VTT’s research scientists based the design of the Headline Machine on international studies and interviews with Kaleva Media’s staff to establish the criteria for a successful headline. The chosen criteria were the number of clicks and the time that an average reader spends on the article. Four different impact categories were identified based on these parameters: powerful, ineffective, intriguing and interesting.

An intriguing headline is one that attracts a lot of clicks but does not hold readers’ attention, while an interesting headline persuades the few readers who do click on it to stay on the page. A powerful headline succeeds on both fronts, an ineffective one on neither. 

The next step was to build a neural network model capable of analysing headline options for features such as the number of words and proper names as well as ratios between different parts of speech. In addition to these features, the Headline Machine also factors in various metadata such as the time of publication and the chosen media platform. The features, the metadata and the actual wording of the headline determine its impact category, i.e. how successful the headline is likely to be.

“We used Kaleva Media’s previously published articles, which included 7,000 headlines the effectiveness of which had already been measured by means of web analytics software, to teach the Headline Machine about picking impact categories”, explains Senior Scientist Sari Järvinen from VTT. 

Fluency in natural languages – including Finnish – is a must

“What makes artificial intelligence so fascinating is the fact these models can perform tasks and calculations that would be far too complex or time-consuming for humans. Media companies are already well versed in data visualisation, and it will probably only be a year or two before we begin to see the influence of machine learning in content production and marketing. For this to happen, however, it is crucial for these models to be fluent in natural languages”, says Heidi Kananen from Kaleva Media. 

The Headline Machine is based on a popular neural network model called BERT (Bidirectional Encoder Representations from Transformers), to which a research team at the University of Turku had taught Finnish. The database used to teach the BERT model was even more extensive than that of Kaleva Media.

“Thanks to BERT, the Headline Machine has learned, for example, to recognise the coronavirus as an interesting topic this spring, despite the fact that the machine was designed on the basis of last spring’s articles. This is because the BERT model is capable of understanding the rudimentary meanings of words”, Järvinen explains.

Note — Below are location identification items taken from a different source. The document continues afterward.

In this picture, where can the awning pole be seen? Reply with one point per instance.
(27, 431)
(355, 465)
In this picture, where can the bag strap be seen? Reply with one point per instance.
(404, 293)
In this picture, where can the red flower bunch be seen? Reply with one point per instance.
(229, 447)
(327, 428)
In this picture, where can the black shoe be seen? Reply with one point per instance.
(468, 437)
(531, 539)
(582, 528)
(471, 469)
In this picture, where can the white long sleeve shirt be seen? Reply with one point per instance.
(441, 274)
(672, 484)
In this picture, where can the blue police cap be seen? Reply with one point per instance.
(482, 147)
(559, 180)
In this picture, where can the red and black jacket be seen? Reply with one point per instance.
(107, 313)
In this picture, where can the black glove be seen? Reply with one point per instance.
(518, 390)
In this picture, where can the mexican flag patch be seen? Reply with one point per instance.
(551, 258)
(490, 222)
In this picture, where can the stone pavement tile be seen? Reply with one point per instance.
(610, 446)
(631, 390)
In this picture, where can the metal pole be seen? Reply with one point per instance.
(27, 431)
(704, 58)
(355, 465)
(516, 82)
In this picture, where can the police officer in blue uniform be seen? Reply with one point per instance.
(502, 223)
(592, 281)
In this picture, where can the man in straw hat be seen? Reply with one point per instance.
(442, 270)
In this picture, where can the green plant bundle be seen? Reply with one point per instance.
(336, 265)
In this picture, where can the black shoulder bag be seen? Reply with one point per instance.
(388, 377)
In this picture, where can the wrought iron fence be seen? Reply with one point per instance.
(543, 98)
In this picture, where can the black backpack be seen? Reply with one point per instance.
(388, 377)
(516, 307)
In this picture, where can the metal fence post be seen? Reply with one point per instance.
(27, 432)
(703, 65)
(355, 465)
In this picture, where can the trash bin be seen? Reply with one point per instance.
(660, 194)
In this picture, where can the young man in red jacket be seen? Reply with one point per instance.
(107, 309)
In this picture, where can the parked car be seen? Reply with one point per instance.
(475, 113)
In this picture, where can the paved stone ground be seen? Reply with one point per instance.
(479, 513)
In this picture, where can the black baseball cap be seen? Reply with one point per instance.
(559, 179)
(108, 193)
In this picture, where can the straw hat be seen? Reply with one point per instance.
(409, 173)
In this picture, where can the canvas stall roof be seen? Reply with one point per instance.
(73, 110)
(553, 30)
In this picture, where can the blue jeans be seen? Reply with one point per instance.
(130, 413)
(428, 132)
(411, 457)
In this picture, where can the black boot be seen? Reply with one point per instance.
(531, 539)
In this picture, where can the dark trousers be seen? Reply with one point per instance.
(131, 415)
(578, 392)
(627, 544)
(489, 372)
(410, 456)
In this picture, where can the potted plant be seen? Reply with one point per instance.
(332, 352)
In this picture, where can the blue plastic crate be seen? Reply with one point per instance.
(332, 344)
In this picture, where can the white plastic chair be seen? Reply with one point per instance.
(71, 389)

This neural network model was approximately 60% successful in predicting the impact of Kaleva Media’s test articles, but Järvinen believes that an even higher level of accuracy is achievable with more teaching. There is a limit, however.

“The popularity of an article is also highly dependent on, for example, the positioning of the story on a page”, says Principal Scientist Asta Bäck from VTT. Her project group focused on the effect of positioning and built a separate machine intelligence model for analysing this aspect.

Repositioning after publication leads to optimal layout

It is hardly surprising that news articles placed at the top of the page get the most attention. Knowing this is not helpful, however, when the aim is to keep attracting readers to certain stories without holding other stories off the prime spot for too long.

“Our model predicts how many clicks an article is likely to get positioned differently on a page. This analysis cannot be performed until after a story has been published, as the clicks that have already happened are the best indication of the story’s future popularity”, Bäck explains. 

The data that the project group used to teach the model were taken from an online newspaper’s front page at five-minute intervals. The data included the front-page articles in order by popularity and the number of clicks as well as characteristics such as age, headline and category. 

“We were able to see very quickly that the popularity of stories is not just about their positioning but also the topic. In our test, readers who were interested in politics were able to find the relevant articles regardless of where they were on the page, while entertainment news only got clicks in prominent places.”